Net interest income increased $66 million, or 4%, from the prior year, benefiting from loan growth partially offset by margin compression. Net interest margin was 9.70%, down 18 basis points from the prior year primarily due to a decline in card yield and an increase in funding costs. Credit card yield was 12.05%, a decrease of 9 basis points from the prior year due to portfolio mix. Interest expense as a percent of total loans increased 8 basis points from the prior year as the company continues to extend funding duration.

Other income increased $32 million, or 7%, from the prior year as higher direct mortgage related income and interchange revenue were partially offset by lower protection products revenue.

The delinquency rate for credit card loans over 30 days past due was 1.64%, down 8 basis points from the prior year and down 9 basis points from the prior quarter. Credit card net charge-off rate for the first quarter was 2.40%, up 8 basis points from the prior year and up 14 basis points from the prior quarter. The student loan net charge-off rate excluding purchased credit-impaired ("PCI") loans was 1.03%, down 28 basis points from the prior year. The personal loans net charge-off rate of 2.22% increased by 15 basis points from the prior year.

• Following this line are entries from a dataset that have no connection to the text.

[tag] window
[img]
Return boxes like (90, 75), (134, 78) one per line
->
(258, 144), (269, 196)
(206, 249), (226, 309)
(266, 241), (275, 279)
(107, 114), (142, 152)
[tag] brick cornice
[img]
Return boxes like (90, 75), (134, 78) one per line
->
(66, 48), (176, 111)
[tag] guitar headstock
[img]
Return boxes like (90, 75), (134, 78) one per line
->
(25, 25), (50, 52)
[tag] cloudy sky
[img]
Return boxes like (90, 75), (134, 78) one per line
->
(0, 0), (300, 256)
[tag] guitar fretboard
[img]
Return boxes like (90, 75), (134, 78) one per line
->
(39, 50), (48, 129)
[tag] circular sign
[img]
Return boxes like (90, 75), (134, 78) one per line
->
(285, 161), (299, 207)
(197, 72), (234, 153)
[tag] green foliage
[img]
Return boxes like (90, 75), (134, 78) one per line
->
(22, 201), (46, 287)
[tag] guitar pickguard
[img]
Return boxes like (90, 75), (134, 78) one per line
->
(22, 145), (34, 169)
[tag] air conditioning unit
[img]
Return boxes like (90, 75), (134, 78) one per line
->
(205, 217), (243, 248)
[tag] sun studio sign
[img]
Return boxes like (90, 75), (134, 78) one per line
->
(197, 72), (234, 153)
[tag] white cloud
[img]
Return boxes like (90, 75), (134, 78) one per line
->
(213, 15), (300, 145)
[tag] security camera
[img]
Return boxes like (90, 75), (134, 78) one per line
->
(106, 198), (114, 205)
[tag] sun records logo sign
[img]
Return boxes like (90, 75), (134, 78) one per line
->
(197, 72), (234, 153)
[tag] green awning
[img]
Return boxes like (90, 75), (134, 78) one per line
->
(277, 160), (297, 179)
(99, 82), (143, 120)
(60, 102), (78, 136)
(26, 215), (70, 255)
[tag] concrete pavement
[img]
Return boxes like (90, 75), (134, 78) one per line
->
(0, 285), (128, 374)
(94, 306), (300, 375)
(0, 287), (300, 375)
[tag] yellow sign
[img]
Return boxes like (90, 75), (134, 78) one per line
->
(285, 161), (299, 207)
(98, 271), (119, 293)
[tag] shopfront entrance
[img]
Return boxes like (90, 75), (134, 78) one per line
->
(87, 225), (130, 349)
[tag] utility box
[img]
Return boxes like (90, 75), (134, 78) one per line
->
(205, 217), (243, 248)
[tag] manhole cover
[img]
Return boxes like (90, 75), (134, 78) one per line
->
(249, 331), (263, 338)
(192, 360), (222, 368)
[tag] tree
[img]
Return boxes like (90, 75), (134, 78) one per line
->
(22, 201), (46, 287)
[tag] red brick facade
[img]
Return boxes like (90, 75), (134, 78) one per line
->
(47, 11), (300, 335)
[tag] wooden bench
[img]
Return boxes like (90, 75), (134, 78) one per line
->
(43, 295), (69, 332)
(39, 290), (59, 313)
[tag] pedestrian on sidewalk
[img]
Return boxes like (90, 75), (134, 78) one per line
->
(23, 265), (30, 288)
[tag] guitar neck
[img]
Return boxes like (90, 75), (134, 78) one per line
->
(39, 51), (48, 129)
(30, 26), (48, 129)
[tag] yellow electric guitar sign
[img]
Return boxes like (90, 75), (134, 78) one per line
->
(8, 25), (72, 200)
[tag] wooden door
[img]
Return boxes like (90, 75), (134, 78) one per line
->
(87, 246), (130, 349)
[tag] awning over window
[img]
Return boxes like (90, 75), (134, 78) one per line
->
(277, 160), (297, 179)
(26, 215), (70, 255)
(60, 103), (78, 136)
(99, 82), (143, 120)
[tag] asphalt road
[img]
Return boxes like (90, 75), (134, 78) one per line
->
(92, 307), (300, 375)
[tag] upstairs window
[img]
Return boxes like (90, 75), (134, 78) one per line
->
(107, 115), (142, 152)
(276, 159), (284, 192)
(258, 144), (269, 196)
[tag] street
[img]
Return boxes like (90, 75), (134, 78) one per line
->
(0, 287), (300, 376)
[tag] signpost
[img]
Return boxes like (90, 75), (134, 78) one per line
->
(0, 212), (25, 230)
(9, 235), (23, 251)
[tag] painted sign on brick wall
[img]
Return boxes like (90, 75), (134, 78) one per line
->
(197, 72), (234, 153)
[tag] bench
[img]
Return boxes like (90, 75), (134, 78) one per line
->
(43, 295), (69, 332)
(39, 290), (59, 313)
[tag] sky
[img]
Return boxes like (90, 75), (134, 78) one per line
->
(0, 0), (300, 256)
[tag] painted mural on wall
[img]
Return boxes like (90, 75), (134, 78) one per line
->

Provision for loan losses of $388 million increased $118 million from the prior year. Net charge-offs increased $31 million due primarily to several years of consistent loan growth. The reserve build for the first quarter of 2015 was $28 million due mainly to seasoning of loan growth, versus a $59 million reserve release in the prior year.

Expenses increased $93 million, or 13%, from the prior year. Professional fees increased in part due to costs associated with anti-money laundering and related compliance program enhancements. Employee compensation and marketing also contributed to the increase in expenses, as well as higher legal reserves.

Payment Services

Payment Services pretax income was $27 million in the quarter, down $1 million from the prior year. Payment Services dollar volume was $50.2 billion, down 1% from the prior year. PULSE transaction dollar volume was down 3% year-over-year. Network Partners volume was up $568 million, or 24% from the prior year as AribaPay volume more than offset the previously communicated loss of volume from a third party payments partner.

Share Repurchases

During the first quarter of 2015, the company repurchased approximately 6 million shares of common stock for $360 million. Shares of common stock outstanding declined by 1% from the prior quarter.